The Board is chaired by Nana Kwasi Gyan Apenteng, a veteran journalist and former Editor of the Daily Graphic.
It has Mr. Alexander Mawusi Kofi Buadi, an educationist; Nana Sefa Twum, Ms. Ivy Hoetu, a telecom engineer; Mr. Kwasi Adu-Mante, a lawyer; Reverend Helena Opoku Sarkodie, a broadcaster; Mr. Emmanuel Ahene-Affoh, a property management expert and Mr Albert Kofi Owusu, General Manager, GNA, as members.
Inaugurating the Board at the head office of the Agency in Accra on Wednesday, Mr Yaw Boadu Ayeboafo, the NMC Chair, said the welfare of workers was important to the Commission.
“We know the constraints under which you are working,” he noted, charging the new Board to work assiduously to address the challenges to better the lots of the staff of the Agency.
Mr Ayeboafo assured the Board of the NMC’s support to enable it to deliver effectively on its mandate, adding that the Commission was available to give advice when consulted.

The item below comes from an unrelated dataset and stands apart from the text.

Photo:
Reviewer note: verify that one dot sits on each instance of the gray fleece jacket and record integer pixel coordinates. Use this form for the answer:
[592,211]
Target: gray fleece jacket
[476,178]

“We want to give you our fullest assurance that we will not at any moment attempt to interfere in how you go about discharging your responsibilities,” he said, stressing that the Commission would “not be a cloak in the wheel of the operations of the Board.”
Mr Ayeboafo also appealed to the staff and management of the Agency to support the new Board.

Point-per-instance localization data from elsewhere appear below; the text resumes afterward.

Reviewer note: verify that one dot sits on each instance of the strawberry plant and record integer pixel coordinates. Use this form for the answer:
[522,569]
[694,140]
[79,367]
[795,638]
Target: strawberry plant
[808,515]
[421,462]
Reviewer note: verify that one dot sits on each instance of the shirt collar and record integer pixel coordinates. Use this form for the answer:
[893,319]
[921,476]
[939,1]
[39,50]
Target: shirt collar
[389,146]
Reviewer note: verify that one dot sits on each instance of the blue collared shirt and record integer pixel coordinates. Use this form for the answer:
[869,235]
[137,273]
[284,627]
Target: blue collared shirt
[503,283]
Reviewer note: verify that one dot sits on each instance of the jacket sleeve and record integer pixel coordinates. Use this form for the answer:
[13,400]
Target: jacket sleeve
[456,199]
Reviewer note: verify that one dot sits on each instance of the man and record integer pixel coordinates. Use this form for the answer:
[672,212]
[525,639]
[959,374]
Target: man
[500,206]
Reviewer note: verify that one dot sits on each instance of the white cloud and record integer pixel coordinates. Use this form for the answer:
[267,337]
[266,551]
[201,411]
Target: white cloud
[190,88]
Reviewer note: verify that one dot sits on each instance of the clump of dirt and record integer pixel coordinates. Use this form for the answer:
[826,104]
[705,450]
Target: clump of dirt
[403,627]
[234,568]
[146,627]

Nana Gyan Apenteng, Chair of the new Board, said the GNA stood in a “very unique” position in the country’s media landscape, one which was to feed other media and that the direction of the Agency to become a leader in financial reporting was one that excited the new Board.
“GNA was cast to feed the other media, but now we know that new financial models have emerged and we have to be innovative…it is quite exciting that we have to be part of the new model, ideas that are emerging and I believe that if you look at the caliber of people we are going to work with, there is every assurance that we can take this forward,” he said.

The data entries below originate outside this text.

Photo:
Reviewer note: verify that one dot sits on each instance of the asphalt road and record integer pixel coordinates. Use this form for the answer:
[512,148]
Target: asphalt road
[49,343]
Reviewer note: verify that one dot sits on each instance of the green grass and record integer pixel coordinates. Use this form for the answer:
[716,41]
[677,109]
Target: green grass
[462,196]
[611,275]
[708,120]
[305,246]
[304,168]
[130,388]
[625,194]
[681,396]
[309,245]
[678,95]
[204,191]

He also expressed the new Board’s commitment to building on the successes chalked by previous ones.
“Coming here now, you can see a lot of progress and it is good for the new members that we are inheriting something good on which we can build,” he said.
Mr Ransford Tetteh, Chair of the immediate past Board, touted the achievements of the Board, including strengthening the workforce by
recruiting new staff, securing a $3 million grant from the African Development Bank (AfDB) for the retooling and refurbishment of the head office as well as selected regional offices.
Again, he said, the Board fought for the Agency to retain 33 per cent of its Internally Generated Fund for its operations.
Mr Tetteh, however, bemoaned the current condition of state-owned media, describing them as “a pale shadow of themselves”, saying they must be retooled and repositioned to fight truth decay in the country.
Mr George Sarpong, Executive Secretary of the NMC, expressed the Commission’s commitment to continue to support the state-owned media to enable them to thrive.